--- A.3d ----, 2013 WL 1460342
Del. Supr., 2013
By Geoffrey S. Lockyer, Esq.
How long does a party have to file a Petition with the Industrial Accident Board requesting review of a Utilization Review Determination?
The Supreme Court held that a party has five years from the date of the last payment of benefits for which a proper receipt has been filed with the Board.
A Utilization Review request was filed regarding treatment being provided to claimant. The Utilization Review Determination found the treatment at issue was outside of the Health Care Practice Guidelines, and non-certified the treatment. Claimant filed a petition to review the Utilization Review Determination, after the 45 day deadline set forth in Department of Labor Regulation 5.5.1. The Industrial Accident Board dismissed the claimant's petition as untimely. Claimant appealed to the Superior Court, which reversed, and found that Department of Labor Regulation 5.5.1 was invalid because it conflicted with the provisions of Section 2361 of the Delaware Workers' Compensation Act which provides that in a compensable case, claimant has five years from the last date benefits were paid to file a petition regarding his claim. Employer appealed, and the Supreme Court affirmed the holding of the Superior Court. The effect is that parties now have five years from the date of last payment to appeal a Utilization Review Determination.
The Court determined that the Department of Labor and Industry Regulation concerning the time for appeal from a UR Determination conflicted with the Act, and was therefore invalid. There is no question that when the Act and a Regulation conflict, the Act will prevail. However, in the present case, the real question was whether the two provisions actually conflict. As the employer argued, and Chief Justice Steele and Justice Berger noted in their dissenting opinion, Section 2361 of the Act applies to a Statute of Limitations that would bar all claims for compensation. Contrarily, the Department Regulation bars only a review of a decision about a claim. The Dissent likened the 45 day appeal period to the Section of the Act mandating that all appeals to the Superior Court be made within 30 days, which no one would argue conflicted with Section 2361, because it does not bar all claims for compensation, just the review of a decision about a claim.
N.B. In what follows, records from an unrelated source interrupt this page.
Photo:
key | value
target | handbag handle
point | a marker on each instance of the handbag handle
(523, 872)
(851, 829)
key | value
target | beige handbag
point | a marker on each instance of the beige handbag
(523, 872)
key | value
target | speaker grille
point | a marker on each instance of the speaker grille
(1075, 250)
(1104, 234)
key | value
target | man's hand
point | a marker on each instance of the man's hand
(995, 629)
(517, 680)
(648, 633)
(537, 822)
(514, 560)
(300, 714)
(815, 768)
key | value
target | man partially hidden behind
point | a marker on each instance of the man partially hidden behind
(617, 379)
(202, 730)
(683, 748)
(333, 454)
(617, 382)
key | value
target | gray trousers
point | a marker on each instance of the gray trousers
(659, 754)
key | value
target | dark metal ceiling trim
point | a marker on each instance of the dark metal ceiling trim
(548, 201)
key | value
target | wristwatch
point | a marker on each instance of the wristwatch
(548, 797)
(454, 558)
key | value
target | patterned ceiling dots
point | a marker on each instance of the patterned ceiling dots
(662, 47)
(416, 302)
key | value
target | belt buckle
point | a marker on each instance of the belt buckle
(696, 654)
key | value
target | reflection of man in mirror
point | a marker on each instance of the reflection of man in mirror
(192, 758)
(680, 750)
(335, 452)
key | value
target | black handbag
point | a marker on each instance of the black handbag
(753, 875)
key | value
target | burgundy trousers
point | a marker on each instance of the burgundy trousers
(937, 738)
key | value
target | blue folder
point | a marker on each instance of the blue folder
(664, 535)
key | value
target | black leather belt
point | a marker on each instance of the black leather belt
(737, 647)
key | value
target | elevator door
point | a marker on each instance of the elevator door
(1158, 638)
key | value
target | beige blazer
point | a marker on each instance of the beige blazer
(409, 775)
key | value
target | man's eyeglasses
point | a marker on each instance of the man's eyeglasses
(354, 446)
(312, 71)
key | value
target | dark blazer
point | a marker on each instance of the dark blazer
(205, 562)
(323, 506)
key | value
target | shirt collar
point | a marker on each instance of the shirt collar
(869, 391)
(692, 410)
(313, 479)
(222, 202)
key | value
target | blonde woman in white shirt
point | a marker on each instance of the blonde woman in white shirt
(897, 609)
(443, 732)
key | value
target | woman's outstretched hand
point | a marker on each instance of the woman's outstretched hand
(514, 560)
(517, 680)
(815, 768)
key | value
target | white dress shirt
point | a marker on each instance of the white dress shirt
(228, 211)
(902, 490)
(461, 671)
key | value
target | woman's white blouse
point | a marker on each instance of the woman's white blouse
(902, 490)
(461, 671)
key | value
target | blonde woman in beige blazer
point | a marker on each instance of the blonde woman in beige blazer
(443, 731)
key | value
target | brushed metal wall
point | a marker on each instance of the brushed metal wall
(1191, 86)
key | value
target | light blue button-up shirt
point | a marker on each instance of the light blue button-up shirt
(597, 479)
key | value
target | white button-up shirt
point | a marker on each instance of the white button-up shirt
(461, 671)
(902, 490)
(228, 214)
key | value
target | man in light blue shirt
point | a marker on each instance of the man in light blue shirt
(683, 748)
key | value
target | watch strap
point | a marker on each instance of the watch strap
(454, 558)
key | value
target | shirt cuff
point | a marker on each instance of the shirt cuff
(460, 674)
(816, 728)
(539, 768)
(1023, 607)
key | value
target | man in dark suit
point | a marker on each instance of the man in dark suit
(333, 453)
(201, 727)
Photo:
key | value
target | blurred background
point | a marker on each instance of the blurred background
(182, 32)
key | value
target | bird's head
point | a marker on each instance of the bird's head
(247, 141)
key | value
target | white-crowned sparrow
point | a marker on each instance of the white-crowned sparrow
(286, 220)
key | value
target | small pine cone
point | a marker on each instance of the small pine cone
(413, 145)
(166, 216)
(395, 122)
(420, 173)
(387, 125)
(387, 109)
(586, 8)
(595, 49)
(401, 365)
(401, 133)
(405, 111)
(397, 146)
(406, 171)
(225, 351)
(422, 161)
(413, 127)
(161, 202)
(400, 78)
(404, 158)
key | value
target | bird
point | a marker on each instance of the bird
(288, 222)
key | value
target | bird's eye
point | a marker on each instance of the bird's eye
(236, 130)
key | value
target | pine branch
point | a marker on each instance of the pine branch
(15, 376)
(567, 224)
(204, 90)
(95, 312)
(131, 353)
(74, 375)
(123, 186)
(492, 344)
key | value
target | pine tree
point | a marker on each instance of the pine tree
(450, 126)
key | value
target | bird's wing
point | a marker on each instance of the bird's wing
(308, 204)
The dissent also noted the absurd practical effect of the majority's decision.
When appeals are filed with the IAB, the litigation should be dealt with aggressively, as a favorable decision from the IAB is the best possibility for closure on the UR issue.
It will also be important to ensure that final receipts are filed with the Department so that there is a concrete deadline on claimant's ability to appeal a UR.